The Justice Department must respond to motions to unseal the warrant behind the FBI raid of Donald Trump’s home in Mar-a-Lago, the magistrate judge who approved the unprecedented search ordered Thursday.

Magistrate Judge Bruce Reinhart, who is believed to have signed the still-sealed FBI warrant approving the bureau’s Trump raid, said the Justice Department must now “file a Response to the Motion to Unseal” following efforts by Albany-based news outlet the Times Union and the conservative advocacy group Judicial Watch requesting that DOJ make the warrant public.

Reinhart said the DOJ’s response may be filed “ex parte and under seal as necessary to avoid disclosing matters already under seal,” meaning that the full response may be secret but that “the Government shall file a redacted Response in the public record” too.
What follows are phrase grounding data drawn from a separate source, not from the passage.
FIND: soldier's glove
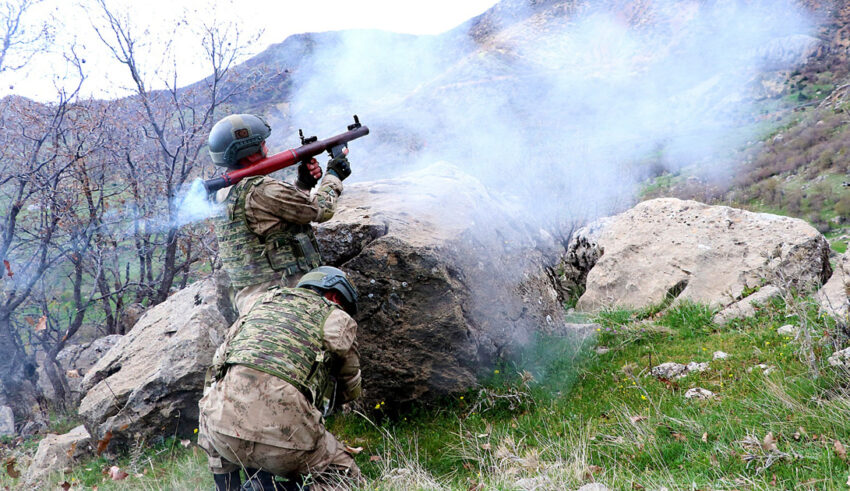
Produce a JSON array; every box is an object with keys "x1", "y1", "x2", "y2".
[
  {"x1": 296, "y1": 160, "x2": 320, "y2": 190},
  {"x1": 326, "y1": 155, "x2": 352, "y2": 181}
]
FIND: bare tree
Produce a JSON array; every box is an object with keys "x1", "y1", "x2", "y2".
[
  {"x1": 90, "y1": 0, "x2": 260, "y2": 305},
  {"x1": 0, "y1": 0, "x2": 49, "y2": 74}
]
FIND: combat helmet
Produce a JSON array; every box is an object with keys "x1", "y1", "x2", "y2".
[
  {"x1": 208, "y1": 114, "x2": 271, "y2": 168},
  {"x1": 297, "y1": 266, "x2": 359, "y2": 315}
]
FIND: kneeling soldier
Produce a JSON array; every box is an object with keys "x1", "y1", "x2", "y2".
[{"x1": 199, "y1": 266, "x2": 362, "y2": 491}]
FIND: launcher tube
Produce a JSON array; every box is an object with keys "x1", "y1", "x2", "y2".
[{"x1": 203, "y1": 125, "x2": 370, "y2": 195}]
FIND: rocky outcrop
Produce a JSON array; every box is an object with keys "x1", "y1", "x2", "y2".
[
  {"x1": 713, "y1": 285, "x2": 781, "y2": 324},
  {"x1": 567, "y1": 199, "x2": 831, "y2": 312},
  {"x1": 23, "y1": 425, "x2": 91, "y2": 484},
  {"x1": 817, "y1": 252, "x2": 850, "y2": 321},
  {"x1": 316, "y1": 163, "x2": 569, "y2": 408},
  {"x1": 0, "y1": 405, "x2": 13, "y2": 436},
  {"x1": 77, "y1": 273, "x2": 237, "y2": 449},
  {"x1": 37, "y1": 335, "x2": 124, "y2": 405}
]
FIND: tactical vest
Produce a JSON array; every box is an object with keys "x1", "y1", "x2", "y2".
[
  {"x1": 222, "y1": 287, "x2": 336, "y2": 408},
  {"x1": 213, "y1": 177, "x2": 322, "y2": 291}
]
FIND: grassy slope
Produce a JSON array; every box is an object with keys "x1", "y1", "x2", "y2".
[{"x1": 7, "y1": 297, "x2": 850, "y2": 490}]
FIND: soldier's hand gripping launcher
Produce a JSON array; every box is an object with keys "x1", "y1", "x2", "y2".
[{"x1": 202, "y1": 115, "x2": 369, "y2": 196}]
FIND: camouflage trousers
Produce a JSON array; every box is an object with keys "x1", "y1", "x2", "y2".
[
  {"x1": 198, "y1": 417, "x2": 361, "y2": 491},
  {"x1": 197, "y1": 365, "x2": 361, "y2": 490}
]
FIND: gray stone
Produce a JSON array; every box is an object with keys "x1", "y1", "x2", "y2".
[
  {"x1": 684, "y1": 388, "x2": 715, "y2": 400},
  {"x1": 713, "y1": 351, "x2": 729, "y2": 360},
  {"x1": 78, "y1": 273, "x2": 236, "y2": 450},
  {"x1": 0, "y1": 405, "x2": 14, "y2": 436},
  {"x1": 748, "y1": 364, "x2": 777, "y2": 376},
  {"x1": 817, "y1": 252, "x2": 850, "y2": 321},
  {"x1": 568, "y1": 199, "x2": 830, "y2": 312},
  {"x1": 37, "y1": 334, "x2": 124, "y2": 405},
  {"x1": 651, "y1": 361, "x2": 709, "y2": 380},
  {"x1": 777, "y1": 324, "x2": 799, "y2": 337},
  {"x1": 23, "y1": 425, "x2": 91, "y2": 484},
  {"x1": 828, "y1": 347, "x2": 850, "y2": 368},
  {"x1": 713, "y1": 285, "x2": 782, "y2": 324},
  {"x1": 315, "y1": 164, "x2": 569, "y2": 408},
  {"x1": 577, "y1": 484, "x2": 613, "y2": 491}
]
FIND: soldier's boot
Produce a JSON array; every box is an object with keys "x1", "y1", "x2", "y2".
[
  {"x1": 241, "y1": 469, "x2": 279, "y2": 491},
  {"x1": 213, "y1": 470, "x2": 242, "y2": 491}
]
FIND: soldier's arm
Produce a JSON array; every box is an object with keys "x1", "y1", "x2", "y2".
[
  {"x1": 323, "y1": 309, "x2": 361, "y2": 402},
  {"x1": 244, "y1": 176, "x2": 343, "y2": 236}
]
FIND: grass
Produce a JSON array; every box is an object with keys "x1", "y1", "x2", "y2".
[{"x1": 6, "y1": 299, "x2": 850, "y2": 489}]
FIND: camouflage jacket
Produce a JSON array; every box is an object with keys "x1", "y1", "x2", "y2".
[
  {"x1": 203, "y1": 287, "x2": 360, "y2": 448},
  {"x1": 213, "y1": 174, "x2": 343, "y2": 313}
]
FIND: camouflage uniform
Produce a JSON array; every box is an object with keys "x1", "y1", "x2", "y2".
[
  {"x1": 213, "y1": 174, "x2": 343, "y2": 314},
  {"x1": 199, "y1": 287, "x2": 362, "y2": 490}
]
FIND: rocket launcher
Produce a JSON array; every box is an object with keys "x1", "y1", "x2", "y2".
[{"x1": 203, "y1": 115, "x2": 369, "y2": 195}]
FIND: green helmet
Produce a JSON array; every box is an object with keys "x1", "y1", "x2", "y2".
[
  {"x1": 208, "y1": 114, "x2": 271, "y2": 168},
  {"x1": 297, "y1": 266, "x2": 359, "y2": 315}
]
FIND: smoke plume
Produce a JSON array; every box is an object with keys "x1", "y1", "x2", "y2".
[{"x1": 269, "y1": 0, "x2": 814, "y2": 230}]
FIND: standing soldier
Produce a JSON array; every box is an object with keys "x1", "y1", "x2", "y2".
[
  {"x1": 207, "y1": 114, "x2": 353, "y2": 313},
  {"x1": 199, "y1": 266, "x2": 362, "y2": 491}
]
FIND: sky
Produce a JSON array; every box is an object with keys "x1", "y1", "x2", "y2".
[{"x1": 0, "y1": 0, "x2": 498, "y2": 101}]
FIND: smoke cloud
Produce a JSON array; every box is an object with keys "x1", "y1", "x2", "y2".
[{"x1": 270, "y1": 0, "x2": 815, "y2": 230}]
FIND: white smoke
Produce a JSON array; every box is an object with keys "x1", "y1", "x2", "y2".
[{"x1": 274, "y1": 0, "x2": 814, "y2": 230}]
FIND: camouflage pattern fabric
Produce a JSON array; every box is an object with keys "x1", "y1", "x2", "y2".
[
  {"x1": 212, "y1": 174, "x2": 342, "y2": 293},
  {"x1": 222, "y1": 287, "x2": 335, "y2": 407}
]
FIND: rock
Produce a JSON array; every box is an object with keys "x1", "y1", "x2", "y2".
[
  {"x1": 686, "y1": 362, "x2": 710, "y2": 374},
  {"x1": 23, "y1": 425, "x2": 91, "y2": 484},
  {"x1": 37, "y1": 335, "x2": 124, "y2": 405},
  {"x1": 569, "y1": 199, "x2": 830, "y2": 311},
  {"x1": 595, "y1": 346, "x2": 610, "y2": 355},
  {"x1": 651, "y1": 362, "x2": 688, "y2": 380},
  {"x1": 78, "y1": 273, "x2": 237, "y2": 450},
  {"x1": 576, "y1": 484, "x2": 612, "y2": 491},
  {"x1": 684, "y1": 388, "x2": 715, "y2": 400},
  {"x1": 712, "y1": 285, "x2": 782, "y2": 324},
  {"x1": 315, "y1": 164, "x2": 569, "y2": 407},
  {"x1": 777, "y1": 324, "x2": 799, "y2": 337},
  {"x1": 651, "y1": 361, "x2": 709, "y2": 380},
  {"x1": 0, "y1": 405, "x2": 13, "y2": 436},
  {"x1": 817, "y1": 252, "x2": 850, "y2": 321},
  {"x1": 749, "y1": 364, "x2": 777, "y2": 375},
  {"x1": 828, "y1": 347, "x2": 850, "y2": 367},
  {"x1": 713, "y1": 351, "x2": 729, "y2": 360}
]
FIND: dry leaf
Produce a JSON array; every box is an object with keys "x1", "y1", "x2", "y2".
[
  {"x1": 369, "y1": 455, "x2": 382, "y2": 462},
  {"x1": 96, "y1": 430, "x2": 113, "y2": 456},
  {"x1": 108, "y1": 466, "x2": 128, "y2": 481},
  {"x1": 4, "y1": 457, "x2": 20, "y2": 478},
  {"x1": 180, "y1": 439, "x2": 191, "y2": 448},
  {"x1": 344, "y1": 446, "x2": 363, "y2": 455},
  {"x1": 66, "y1": 369, "x2": 81, "y2": 379},
  {"x1": 835, "y1": 440, "x2": 847, "y2": 461},
  {"x1": 633, "y1": 483, "x2": 645, "y2": 490},
  {"x1": 630, "y1": 415, "x2": 648, "y2": 423},
  {"x1": 584, "y1": 464, "x2": 603, "y2": 478},
  {"x1": 34, "y1": 315, "x2": 47, "y2": 332},
  {"x1": 3, "y1": 260, "x2": 13, "y2": 278},
  {"x1": 60, "y1": 482, "x2": 71, "y2": 491},
  {"x1": 762, "y1": 432, "x2": 778, "y2": 452},
  {"x1": 672, "y1": 432, "x2": 687, "y2": 442},
  {"x1": 480, "y1": 443, "x2": 492, "y2": 451},
  {"x1": 702, "y1": 432, "x2": 709, "y2": 442},
  {"x1": 24, "y1": 317, "x2": 35, "y2": 326},
  {"x1": 66, "y1": 442, "x2": 77, "y2": 458}
]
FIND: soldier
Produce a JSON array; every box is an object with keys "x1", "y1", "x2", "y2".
[
  {"x1": 199, "y1": 266, "x2": 362, "y2": 491},
  {"x1": 208, "y1": 114, "x2": 352, "y2": 314}
]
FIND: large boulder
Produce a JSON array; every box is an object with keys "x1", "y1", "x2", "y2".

The Times Union lawyer wrote that FBI agents “applied for and received a search warrant in connection with an investigation that involved the residence of Donald J. Trump in Palm Beach” and that “I am filing this request seeking the unsealing request of these court records.”

Judicial Watch wrote that it is “investigating the potential politicization” of the FBI and DOJ and whether they are “abusing their law enforcement powers to harass a likely future political opponent of President Biden” and that “If the Court were to unseal the materials, Judicial Watch would obtain the materials, analyze them, and make them available to the public.”

Reinhart said that “the Government may file a consolidated Response to all Motions to Seal” and that DOJ will have until Monday to respond.

The magistrate judge came under considerable scrutiny on Tuesday over his connection to notorious sex offender Jeffery Epstein after multiple news outlets, including the Wall Street Journal and Politico, reported that he was the magistrate judge that signed off on the FBI's raid of Mar-a-Lago.

Reinhart left his job as an assistant United States attorney on Jan. 1, 2008. The next day he began representing some of Epstein's employees. He was accused in a lawsuit filed by two of Epstein's victims of leaving the Justice Department to provide Epstein inside information, allegations that Reinhart denied, the Miami Herald reported in 2018.